Propos recueillis par Antoine Hunneau

Pourquoi dénoncer aujourd’hui le manque de prise en compte des salariés agricoles ? La situation n’est pas nouvelle.

Les lois successives ont toujours oublié les salariés alors que le nombre d’exploitations diminuant, il y a de plus en plus besoin de main-d’œuvre, on manque de candidat. Tout ce qui a été tenté ne fonctionne pas, il faut redonner la parole aux salariés sur le terrain pour faire des propositions aux pouvoirs publics et à la profession.

Qui visez-vous exactement ?

On cible la profession, c’est-à-dire les chefs d’exploitations. Nous visons aussi les décideurs politiques qui, dans leurs projets de loi, oublient toujours les salariés agricoles. Ensuite dans toutes les institutions, on ne parle de salariat que dans les instances paritaires.
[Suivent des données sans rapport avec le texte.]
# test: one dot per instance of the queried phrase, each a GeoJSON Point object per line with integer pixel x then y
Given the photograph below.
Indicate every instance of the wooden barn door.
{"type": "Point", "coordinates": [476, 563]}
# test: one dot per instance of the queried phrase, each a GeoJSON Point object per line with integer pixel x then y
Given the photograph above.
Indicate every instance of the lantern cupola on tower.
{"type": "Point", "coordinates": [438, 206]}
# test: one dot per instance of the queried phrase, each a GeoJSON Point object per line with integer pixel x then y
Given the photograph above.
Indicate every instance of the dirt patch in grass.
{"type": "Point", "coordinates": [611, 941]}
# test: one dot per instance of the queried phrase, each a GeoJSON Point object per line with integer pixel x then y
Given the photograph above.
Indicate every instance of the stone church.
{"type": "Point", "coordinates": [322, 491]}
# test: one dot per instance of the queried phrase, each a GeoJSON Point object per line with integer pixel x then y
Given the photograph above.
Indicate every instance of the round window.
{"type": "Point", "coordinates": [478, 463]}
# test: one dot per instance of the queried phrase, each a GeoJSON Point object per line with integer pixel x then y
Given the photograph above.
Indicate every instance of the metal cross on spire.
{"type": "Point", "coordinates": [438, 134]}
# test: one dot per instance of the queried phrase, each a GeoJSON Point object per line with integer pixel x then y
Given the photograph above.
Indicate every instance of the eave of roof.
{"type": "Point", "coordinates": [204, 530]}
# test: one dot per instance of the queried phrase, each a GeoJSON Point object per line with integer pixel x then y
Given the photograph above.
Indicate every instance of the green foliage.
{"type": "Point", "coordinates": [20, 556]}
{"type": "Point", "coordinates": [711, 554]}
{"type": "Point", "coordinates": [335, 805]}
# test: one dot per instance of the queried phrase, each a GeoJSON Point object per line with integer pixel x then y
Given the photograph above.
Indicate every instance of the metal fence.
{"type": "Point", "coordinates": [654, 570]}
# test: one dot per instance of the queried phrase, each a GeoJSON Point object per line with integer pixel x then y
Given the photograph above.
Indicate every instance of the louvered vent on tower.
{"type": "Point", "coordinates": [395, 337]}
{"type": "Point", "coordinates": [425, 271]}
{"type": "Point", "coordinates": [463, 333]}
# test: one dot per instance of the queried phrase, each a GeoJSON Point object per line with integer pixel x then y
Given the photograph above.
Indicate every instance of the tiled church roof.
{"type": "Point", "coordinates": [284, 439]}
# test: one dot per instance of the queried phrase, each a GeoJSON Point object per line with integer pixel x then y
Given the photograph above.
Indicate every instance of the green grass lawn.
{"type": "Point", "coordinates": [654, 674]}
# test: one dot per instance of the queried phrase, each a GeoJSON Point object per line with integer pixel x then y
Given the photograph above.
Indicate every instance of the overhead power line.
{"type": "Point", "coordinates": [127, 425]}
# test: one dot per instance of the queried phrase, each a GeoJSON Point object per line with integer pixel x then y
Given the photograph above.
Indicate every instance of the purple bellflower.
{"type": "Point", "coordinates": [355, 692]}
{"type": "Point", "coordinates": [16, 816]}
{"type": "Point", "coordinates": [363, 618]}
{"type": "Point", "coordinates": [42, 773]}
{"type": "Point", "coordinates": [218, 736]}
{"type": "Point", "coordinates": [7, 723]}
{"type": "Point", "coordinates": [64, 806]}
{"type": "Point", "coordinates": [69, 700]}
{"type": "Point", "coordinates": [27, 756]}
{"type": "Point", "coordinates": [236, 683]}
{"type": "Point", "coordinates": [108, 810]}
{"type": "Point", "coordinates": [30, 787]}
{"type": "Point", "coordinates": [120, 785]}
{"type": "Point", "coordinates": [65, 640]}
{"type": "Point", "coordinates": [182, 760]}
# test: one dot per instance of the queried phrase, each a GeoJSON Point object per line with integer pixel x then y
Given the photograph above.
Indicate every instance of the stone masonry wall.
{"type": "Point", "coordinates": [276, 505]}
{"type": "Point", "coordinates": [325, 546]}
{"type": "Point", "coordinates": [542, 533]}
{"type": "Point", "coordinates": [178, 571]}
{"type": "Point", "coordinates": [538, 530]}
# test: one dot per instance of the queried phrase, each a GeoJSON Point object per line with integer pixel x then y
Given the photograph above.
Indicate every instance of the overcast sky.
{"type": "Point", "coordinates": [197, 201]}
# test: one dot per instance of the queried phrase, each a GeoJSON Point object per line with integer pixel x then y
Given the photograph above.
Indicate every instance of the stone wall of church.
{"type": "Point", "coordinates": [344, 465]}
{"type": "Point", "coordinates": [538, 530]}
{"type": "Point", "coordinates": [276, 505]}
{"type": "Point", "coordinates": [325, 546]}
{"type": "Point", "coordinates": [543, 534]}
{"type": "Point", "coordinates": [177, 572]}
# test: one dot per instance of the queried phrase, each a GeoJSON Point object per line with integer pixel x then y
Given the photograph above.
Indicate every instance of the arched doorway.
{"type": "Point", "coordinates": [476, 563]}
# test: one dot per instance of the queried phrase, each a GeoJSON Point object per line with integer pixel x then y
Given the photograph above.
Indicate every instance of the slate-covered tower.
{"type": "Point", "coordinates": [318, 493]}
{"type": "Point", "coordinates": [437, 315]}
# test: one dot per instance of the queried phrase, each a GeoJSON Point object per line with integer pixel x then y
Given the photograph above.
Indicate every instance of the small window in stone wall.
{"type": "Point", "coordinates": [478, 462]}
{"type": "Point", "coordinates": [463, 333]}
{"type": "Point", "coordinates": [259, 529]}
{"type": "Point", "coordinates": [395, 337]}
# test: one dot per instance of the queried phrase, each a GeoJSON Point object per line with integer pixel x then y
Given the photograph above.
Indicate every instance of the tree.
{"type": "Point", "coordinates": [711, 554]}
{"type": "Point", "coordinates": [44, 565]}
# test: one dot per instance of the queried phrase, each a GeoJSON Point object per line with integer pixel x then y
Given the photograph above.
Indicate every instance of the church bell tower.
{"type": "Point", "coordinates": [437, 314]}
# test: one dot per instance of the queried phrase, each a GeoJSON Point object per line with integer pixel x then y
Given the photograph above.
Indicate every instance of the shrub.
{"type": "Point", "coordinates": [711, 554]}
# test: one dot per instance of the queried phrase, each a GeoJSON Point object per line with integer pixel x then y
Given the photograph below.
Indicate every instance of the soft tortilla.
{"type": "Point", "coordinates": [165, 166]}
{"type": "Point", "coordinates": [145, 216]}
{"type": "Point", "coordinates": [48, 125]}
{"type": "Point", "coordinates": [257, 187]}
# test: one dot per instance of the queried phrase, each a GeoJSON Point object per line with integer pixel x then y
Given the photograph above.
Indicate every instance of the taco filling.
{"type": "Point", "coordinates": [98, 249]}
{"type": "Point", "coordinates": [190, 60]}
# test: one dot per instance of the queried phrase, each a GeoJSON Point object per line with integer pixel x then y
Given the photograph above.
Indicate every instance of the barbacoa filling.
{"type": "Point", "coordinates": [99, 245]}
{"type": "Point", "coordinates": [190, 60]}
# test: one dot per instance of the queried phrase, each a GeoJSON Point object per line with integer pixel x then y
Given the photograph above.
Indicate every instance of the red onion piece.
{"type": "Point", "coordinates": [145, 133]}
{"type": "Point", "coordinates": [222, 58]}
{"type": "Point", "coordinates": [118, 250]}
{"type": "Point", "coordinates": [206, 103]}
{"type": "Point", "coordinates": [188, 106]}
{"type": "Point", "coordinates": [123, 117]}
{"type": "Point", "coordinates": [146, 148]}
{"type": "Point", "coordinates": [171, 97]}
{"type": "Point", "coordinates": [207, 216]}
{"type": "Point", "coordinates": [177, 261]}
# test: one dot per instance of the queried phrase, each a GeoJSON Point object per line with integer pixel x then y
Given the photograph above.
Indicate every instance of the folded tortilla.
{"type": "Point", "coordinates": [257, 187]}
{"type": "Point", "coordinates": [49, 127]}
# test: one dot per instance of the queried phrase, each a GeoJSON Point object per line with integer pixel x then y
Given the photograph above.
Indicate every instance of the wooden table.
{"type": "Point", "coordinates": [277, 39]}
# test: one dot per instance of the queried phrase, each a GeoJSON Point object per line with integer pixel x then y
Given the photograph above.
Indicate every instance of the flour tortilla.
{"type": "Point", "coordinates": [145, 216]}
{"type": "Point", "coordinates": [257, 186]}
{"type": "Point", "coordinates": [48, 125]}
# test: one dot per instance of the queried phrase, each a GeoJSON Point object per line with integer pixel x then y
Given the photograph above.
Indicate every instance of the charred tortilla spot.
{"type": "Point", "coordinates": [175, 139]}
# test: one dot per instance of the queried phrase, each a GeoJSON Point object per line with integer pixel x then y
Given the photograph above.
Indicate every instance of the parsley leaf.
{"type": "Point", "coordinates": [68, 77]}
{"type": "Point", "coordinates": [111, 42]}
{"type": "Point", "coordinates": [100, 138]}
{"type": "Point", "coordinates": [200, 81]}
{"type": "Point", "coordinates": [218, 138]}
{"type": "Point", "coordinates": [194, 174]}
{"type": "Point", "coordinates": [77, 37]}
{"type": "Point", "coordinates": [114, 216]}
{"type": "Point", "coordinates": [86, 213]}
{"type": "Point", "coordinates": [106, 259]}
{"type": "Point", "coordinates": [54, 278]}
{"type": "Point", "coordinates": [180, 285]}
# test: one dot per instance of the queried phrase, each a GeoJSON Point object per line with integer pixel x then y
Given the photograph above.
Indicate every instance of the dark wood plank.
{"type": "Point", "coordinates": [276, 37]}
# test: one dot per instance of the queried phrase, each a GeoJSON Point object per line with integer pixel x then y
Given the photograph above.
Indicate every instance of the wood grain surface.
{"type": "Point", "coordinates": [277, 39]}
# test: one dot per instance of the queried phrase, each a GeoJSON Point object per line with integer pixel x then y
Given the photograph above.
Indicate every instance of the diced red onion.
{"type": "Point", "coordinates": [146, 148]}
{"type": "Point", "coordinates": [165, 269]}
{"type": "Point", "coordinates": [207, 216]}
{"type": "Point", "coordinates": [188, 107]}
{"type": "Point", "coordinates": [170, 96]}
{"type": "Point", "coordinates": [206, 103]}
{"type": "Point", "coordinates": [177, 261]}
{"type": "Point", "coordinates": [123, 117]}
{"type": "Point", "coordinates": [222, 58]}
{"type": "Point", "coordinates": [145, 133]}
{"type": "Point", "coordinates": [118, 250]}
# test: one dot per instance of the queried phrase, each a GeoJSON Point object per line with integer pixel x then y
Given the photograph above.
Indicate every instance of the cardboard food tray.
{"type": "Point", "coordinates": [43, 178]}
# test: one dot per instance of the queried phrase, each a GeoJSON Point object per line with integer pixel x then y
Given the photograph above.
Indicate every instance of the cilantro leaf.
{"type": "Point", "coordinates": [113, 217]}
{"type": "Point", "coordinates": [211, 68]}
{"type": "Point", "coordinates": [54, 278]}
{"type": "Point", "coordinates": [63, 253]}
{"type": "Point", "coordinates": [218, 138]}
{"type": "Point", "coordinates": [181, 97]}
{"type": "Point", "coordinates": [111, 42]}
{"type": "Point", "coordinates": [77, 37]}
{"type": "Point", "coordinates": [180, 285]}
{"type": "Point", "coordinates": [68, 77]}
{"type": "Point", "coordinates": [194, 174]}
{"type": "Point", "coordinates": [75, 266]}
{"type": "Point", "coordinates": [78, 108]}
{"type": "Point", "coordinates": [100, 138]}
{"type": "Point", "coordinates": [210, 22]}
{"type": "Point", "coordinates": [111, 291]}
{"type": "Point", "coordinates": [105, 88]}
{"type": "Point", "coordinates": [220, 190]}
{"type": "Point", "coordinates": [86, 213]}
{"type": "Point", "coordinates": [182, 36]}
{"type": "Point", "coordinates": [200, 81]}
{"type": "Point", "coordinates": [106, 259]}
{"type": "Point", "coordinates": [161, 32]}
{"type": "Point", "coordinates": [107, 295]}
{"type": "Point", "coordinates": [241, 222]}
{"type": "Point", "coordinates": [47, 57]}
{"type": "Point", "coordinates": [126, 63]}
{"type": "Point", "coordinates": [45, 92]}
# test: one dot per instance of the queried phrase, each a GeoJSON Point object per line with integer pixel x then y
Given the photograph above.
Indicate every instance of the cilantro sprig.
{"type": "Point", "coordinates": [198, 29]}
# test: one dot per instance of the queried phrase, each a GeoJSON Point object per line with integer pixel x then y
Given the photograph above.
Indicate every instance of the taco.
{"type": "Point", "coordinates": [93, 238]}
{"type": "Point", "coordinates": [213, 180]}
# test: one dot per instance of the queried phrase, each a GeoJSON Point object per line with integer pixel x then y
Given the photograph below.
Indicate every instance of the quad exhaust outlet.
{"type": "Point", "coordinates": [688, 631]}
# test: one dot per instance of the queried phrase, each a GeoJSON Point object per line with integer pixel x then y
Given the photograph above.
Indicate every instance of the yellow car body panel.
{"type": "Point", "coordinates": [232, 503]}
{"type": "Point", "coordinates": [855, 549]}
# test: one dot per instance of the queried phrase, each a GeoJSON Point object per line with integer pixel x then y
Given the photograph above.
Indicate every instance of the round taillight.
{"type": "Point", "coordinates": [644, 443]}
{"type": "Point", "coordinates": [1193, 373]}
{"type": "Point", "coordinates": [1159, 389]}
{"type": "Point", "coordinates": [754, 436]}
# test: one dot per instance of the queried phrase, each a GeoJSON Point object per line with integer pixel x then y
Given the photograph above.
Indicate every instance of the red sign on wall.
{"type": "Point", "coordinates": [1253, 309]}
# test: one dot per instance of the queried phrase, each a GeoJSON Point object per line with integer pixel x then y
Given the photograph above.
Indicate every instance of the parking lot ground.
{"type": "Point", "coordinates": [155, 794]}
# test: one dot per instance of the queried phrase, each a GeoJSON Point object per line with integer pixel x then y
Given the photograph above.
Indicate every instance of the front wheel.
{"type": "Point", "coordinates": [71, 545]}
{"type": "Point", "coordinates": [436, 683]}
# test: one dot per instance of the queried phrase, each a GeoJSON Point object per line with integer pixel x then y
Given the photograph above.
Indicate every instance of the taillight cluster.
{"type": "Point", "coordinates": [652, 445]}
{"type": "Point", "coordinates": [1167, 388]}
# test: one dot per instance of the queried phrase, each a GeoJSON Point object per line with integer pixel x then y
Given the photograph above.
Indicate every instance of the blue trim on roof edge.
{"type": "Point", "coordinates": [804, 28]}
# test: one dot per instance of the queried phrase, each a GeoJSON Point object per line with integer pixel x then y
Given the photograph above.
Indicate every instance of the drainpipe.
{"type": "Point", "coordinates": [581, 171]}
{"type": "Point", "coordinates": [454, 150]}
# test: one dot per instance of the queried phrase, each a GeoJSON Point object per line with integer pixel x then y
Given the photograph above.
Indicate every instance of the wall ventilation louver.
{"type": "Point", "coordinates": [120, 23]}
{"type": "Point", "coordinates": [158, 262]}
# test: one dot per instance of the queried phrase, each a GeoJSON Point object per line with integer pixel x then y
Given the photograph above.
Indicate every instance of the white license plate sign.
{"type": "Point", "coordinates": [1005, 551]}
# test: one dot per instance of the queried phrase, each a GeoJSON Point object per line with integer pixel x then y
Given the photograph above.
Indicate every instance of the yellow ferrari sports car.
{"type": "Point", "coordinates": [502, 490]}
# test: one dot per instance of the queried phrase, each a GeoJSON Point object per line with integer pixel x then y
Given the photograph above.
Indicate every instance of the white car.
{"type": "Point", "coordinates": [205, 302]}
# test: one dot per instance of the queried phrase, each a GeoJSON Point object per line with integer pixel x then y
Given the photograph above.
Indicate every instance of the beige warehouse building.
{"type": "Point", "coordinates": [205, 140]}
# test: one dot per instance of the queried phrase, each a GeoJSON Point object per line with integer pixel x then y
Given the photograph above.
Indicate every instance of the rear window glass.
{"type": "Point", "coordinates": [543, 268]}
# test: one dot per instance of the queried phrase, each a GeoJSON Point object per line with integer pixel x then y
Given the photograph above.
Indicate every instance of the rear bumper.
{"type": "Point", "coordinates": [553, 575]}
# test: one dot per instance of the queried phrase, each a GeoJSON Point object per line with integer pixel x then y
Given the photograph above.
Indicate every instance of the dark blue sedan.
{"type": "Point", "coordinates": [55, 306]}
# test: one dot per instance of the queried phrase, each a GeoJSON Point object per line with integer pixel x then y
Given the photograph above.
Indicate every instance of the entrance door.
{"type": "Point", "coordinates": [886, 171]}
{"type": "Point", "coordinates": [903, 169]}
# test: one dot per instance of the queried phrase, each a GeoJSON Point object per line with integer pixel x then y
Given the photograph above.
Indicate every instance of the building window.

A la MSA, les moyens alloués pour les salariés sont de moins en moins importants, alors que c’est la composante salariés qui apporte le plus de financements à la MSA.

Les salariés n’ont-ils pas leur part de responsabilité, du fait de leur manque d’investissement ?.

C’est vrai qu’ils devraient être plus syndiqués, mais en même temps dans notre pays on ne fait confiance qu’à des associations paritaires. A côté de cela, il y a aussi de la place pour d’autres associations comme la nôtre qui sont proches du terrain et qui connaissent bien les problématiques.

Quelle solution suggérez-vous ?. Allouer davantage de subventions à ces associations ?

Oui, ce qui concerne l’emploi doit rester dans la part du paritarisme (ADEFA, AREFA etc) mais pour tout ce qui touche à l’approche du métier sur le terrain, on a besoin d’associations de développement comme la nôtre. Elles doivent être reconnues par les textes législatifs. Aujourd’hui nous avons de moins en moins de temps d’animation parce que les Chambres d’Agriculture mettent très peu de moyens pour les salariés agricoles.